Tensions continued to rise Tuesday. With students still at Crouse-Hinds Hall, SU officials moved classes out of the building and would only let people in who had card access. Department of Public Safety officials refused to let outside food and other supplies be delivered, leading students inside to say they were being starved.
SU officials say the students are not being denied food, and said dinner was provided to the students Tuesday night.
"Students are free to leave the building at any time," the university said in a statement.
But students in the building say they are being treated like prisoners.
It is clear that the administration is trying to starve us out and silence our student voice. We pay $52,000+ to be dehumanized and treated like prisoners. Please come outside Crouse-Hinds and continue to protest these injustices. #NotAgainSUspended #FreeCrouse (2/2) pic.twitter.com/UZOb0G0oav— #NOTAGAINSU (@notagain_su) February 19, 2020
Grace Gay, a sophomore at SU, said the university is enabling racism on campus and the protesters inside are brave for fighting for what they believe in.
“Student protests are what cause change on university campuses,” Gay said. “To basically, disallow students from peacefully protesting, just sitting in a building, says a lot about how the university views students of color, views protesting, views change.”
She said she also does support the removal, even if it’s temporary, of the Syracuse University chancellor and Department of Public Safety chief, something the protest movement is demanding. Gay said protesters don’t just want more diversity and inclusion, they want integration.
“We want students to feel like they are a part of this campus and everyone is united, and to not let hate crimes go without justice,” Gay said.
#NotAgainSU has demanded that Chancellor Kent Syverud, and DPS Chief Bobby Maldonado and two other administration officials resign by Friday or "escalated action" will take place.
A junior at SU, who did not want to give her name, said initially, the renewed protest was in regards to more transparency between the administration, faculty and students. She said a revised list of demands made by protesters, which includes expelling perpetrators of hate crimes, has not been addressed by the administration.
“And now we’re all here because we’re angry that they’re threatening the students with suspension,” she said. “They are suspending them. I’m pretty sure everyone in this crowd has signed the petition, has brought some sort of food or blanket to support them inside for the same reason.”
Tuesday night, SU officials offered to revoke the interim suspensions if the students left Crouse-Hinds Hall by 10 p.m. They also continued to offer students the use of Bird Library, which is open 24 hours, for students to continue their protest when Crouse-Hinds Hall is closed. Officials also tried to schedule a meeting with students on Thursday, to "identify the leaders responsible for addressing their new and existing concerns, as well as a timeline for meeting dates—with good faith commitment to weekly meetings through the Spring 2020 semester."
SU officials said the students rejected all of these options.
"Shifting culture and creating positive change is a long and, at times, complicated process.
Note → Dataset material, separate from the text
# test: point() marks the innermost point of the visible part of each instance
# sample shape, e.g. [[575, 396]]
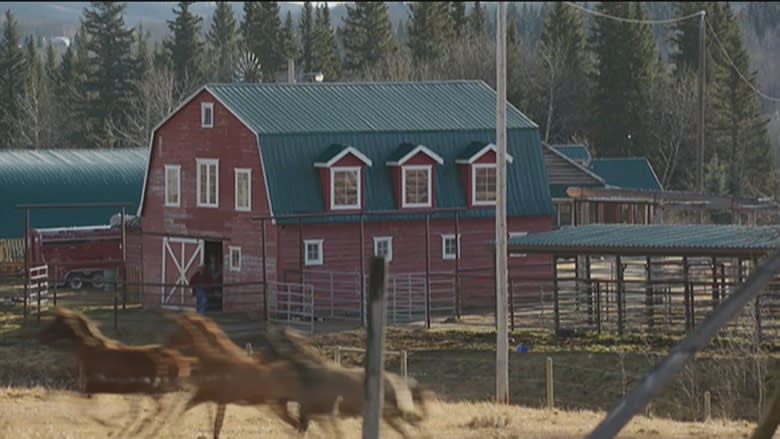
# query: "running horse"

But it is possible to acknowledge progress, while also being very clear that hard and necessary work remains," said Rob Hradsky, vice president for the student experience said n a statement. "Reflecting on what we have done and the work ahead reminds us that realizing our collective goals is possible, even if it takes longer than anticipated."
Syracuse Mayor Ben Walsh said he is continuing to monitor the situation.
"My primary concerns are ensuring that students and the campus community are safe and that students are provided the opportunity to present their concerns," Walsh said in a statement. "My staff and I will continue to be in regular contact with the Administration, the Syracuse Police Department and, as in the past, with students on campus."